Fixing the Electoral College

Courtesy+of+Creative+Commons%3A%0A%0A%0AThe+2020+Election+saw+the+passing+of+the+National+Popular+Vote+in+Colorado.

Courtesy of Creative Commons: The 2020 Election saw the passing of the National Popular Vote in Colorado.

  Once every four years in our country, we have an extremely important event, which will determine the direction which our nation will go for the next four years, the Presidential Election. Our country’s president is ultimately determined by the Electoral College. The Electoral College was established in the constitution, Article II Section I, stating;

  “Each State shall appoint, in such Manner as the Legislature thereof may direct, a Number of Electors…”

   Most people know what the college is, but why was it created? The Electoral College was part of a compromise between the delegates at the Philadelphia Convention, those who wanted Congress to elect the president, and those who wanted the people to determine the next president by vote. The Electoral College was also effected by slavery. In 1787, 40% of people living in the South were enslaved peoples, and this had an effect on how many electors slave states would hold. The resolution to this was ‘The Three-Fifths Compromise,’ where each enslaved person would count for three-fifths of a person. Another outdated reasoning behind the Electoral College is it is from a time where people weren’t so well educated, the literacy rate in our country was rather low, with only one in four people being literate, and some of the delegates at the Philadelphia Convention felt as though the average people were ‘too ignorant’ to make such a decision for themselves, resulting in the vote from the College being the final vote that decides, not the popular vote, although nowadays, in most states it is determined indirectly by that.

One of the problems with the Electoral College is that it can result in the election of a president which differs from the popular vote. For example, the 1888 election, when Grover Cleveland won the popular vote by 90,000, but lost the presidency to Benjamin Harrison. Another example, being most recently, the 2016 election, where Hilary Clinton won the popular vote by 2.8 million votes, but lost the electoral vote to Donald Trump, 304 to 227. These however, are not the only examples; this anomaly has occurred five times in our country’s 244 year history, three times in the 19th century, and twice in the 21st.

 So how can we fix this?

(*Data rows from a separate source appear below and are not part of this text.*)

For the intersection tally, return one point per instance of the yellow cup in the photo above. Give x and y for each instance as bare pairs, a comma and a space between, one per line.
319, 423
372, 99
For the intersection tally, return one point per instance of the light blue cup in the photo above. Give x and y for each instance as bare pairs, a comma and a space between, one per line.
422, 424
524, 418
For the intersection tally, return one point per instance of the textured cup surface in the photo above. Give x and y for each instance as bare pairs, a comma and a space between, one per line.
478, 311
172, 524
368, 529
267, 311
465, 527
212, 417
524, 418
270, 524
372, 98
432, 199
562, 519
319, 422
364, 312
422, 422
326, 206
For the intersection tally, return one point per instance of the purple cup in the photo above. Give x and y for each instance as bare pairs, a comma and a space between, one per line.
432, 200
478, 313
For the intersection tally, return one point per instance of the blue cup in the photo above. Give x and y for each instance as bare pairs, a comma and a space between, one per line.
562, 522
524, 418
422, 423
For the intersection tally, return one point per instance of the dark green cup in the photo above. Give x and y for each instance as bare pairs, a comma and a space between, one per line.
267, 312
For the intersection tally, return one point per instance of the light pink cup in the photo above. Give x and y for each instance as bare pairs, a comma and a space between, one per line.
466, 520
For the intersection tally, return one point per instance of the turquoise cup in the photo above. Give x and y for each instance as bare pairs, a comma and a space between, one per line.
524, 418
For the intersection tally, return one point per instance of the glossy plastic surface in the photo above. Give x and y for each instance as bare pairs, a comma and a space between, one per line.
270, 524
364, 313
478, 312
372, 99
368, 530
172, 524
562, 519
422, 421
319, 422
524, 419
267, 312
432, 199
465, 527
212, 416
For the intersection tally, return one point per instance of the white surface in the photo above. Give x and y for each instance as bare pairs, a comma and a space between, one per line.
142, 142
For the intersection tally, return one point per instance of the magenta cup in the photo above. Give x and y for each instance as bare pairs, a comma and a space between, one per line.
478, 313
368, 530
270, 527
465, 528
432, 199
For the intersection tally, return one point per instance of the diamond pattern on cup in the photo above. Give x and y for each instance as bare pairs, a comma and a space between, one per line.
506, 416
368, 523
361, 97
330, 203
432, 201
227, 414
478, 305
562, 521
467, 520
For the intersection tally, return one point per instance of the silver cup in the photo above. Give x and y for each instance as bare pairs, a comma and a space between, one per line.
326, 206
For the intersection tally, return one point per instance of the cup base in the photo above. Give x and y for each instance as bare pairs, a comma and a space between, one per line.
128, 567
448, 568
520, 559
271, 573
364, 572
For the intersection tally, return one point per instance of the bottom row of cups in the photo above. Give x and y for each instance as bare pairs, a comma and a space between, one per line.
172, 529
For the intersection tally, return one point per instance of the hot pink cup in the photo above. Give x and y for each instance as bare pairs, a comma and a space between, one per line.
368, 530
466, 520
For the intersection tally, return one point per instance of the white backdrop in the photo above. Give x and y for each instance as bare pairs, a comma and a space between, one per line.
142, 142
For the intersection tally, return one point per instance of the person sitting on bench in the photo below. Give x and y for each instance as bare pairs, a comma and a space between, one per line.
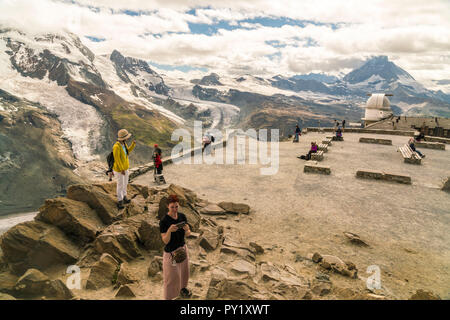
413, 148
420, 137
314, 148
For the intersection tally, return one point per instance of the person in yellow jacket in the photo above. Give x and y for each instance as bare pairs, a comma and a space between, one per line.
121, 165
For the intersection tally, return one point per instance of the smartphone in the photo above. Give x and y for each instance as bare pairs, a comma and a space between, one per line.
180, 225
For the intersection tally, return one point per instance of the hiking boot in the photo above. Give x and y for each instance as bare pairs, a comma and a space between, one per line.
125, 200
185, 293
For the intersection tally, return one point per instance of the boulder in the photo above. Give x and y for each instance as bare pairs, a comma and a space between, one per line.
337, 265
138, 205
209, 240
212, 209
235, 208
120, 240
34, 244
321, 288
103, 273
355, 239
155, 266
223, 287
258, 249
7, 282
242, 266
103, 203
125, 275
4, 296
35, 283
76, 219
150, 235
424, 295
125, 291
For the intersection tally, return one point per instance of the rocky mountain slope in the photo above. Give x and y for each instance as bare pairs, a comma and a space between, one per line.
119, 253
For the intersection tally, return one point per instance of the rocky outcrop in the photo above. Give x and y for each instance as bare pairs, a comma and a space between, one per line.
76, 219
103, 273
34, 244
103, 203
35, 283
234, 208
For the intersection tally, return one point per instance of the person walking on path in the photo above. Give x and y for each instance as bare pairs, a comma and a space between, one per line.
157, 159
174, 228
121, 165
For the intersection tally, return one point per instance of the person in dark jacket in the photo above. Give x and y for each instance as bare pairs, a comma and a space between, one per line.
314, 148
157, 159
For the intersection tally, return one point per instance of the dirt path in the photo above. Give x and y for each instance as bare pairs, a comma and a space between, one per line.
406, 225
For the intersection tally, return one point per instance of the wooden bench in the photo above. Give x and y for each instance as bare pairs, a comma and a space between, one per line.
317, 156
377, 141
410, 156
312, 167
430, 145
323, 147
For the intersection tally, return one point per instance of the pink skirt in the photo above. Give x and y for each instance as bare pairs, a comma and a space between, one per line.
175, 277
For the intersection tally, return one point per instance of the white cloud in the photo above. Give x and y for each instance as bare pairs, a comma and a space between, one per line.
415, 35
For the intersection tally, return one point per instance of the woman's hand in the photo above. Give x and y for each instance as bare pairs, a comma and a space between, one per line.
187, 230
172, 228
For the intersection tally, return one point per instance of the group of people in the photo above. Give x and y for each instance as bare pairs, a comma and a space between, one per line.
174, 227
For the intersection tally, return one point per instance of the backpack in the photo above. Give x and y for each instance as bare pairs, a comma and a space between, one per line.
110, 161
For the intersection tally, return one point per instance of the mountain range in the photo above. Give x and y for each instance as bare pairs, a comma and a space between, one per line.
63, 106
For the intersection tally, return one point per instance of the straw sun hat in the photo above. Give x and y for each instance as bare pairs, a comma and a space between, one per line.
123, 135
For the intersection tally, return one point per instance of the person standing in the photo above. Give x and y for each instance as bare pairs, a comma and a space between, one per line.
297, 133
157, 159
121, 165
174, 229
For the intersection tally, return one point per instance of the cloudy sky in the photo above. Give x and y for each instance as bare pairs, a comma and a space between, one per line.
259, 37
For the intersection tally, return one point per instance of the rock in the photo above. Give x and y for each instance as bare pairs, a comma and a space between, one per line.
103, 273
138, 205
120, 239
4, 296
355, 239
241, 266
76, 219
125, 291
7, 282
150, 235
209, 240
257, 247
316, 257
34, 244
424, 295
103, 203
125, 275
337, 265
34, 283
321, 288
155, 266
212, 209
234, 208
132, 189
223, 287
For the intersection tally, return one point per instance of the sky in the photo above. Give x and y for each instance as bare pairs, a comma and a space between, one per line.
188, 38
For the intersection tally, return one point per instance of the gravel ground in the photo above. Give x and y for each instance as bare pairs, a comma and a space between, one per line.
406, 226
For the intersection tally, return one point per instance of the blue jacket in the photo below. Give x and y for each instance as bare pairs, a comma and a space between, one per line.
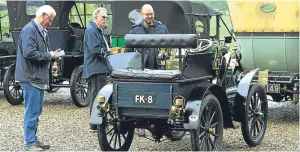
151, 54
94, 51
33, 59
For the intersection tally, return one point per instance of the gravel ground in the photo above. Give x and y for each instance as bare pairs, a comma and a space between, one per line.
65, 127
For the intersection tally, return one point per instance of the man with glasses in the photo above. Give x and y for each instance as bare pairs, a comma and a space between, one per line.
96, 50
148, 26
32, 72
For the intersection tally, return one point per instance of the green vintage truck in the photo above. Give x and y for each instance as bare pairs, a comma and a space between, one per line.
268, 36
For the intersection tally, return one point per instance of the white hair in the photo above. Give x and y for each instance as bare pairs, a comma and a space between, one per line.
98, 10
45, 9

I believe this can be fixed by the National Popular Vote compact, which has been adopted by the 15 states, including our own state of Colorado. The National Vote Interstate Compact is an agreement among US states and the District of Columbia to award all their electoral votes to whichever presidential candidate wins the overall popular vote in all 50 states. Yet some aren’t so sure about this, Doherty student, Hayley Miller, is one, “The National Popular Vote probably won’t fix it completely, if there is enough participants and voters, maybe.”

 I however, do believe this compact could fix the main problem, being that a candidate can be elected without having won the popular vote. If every state adopted it, the people would truly have control over who becomes president, and thus, the direction of our country’s future.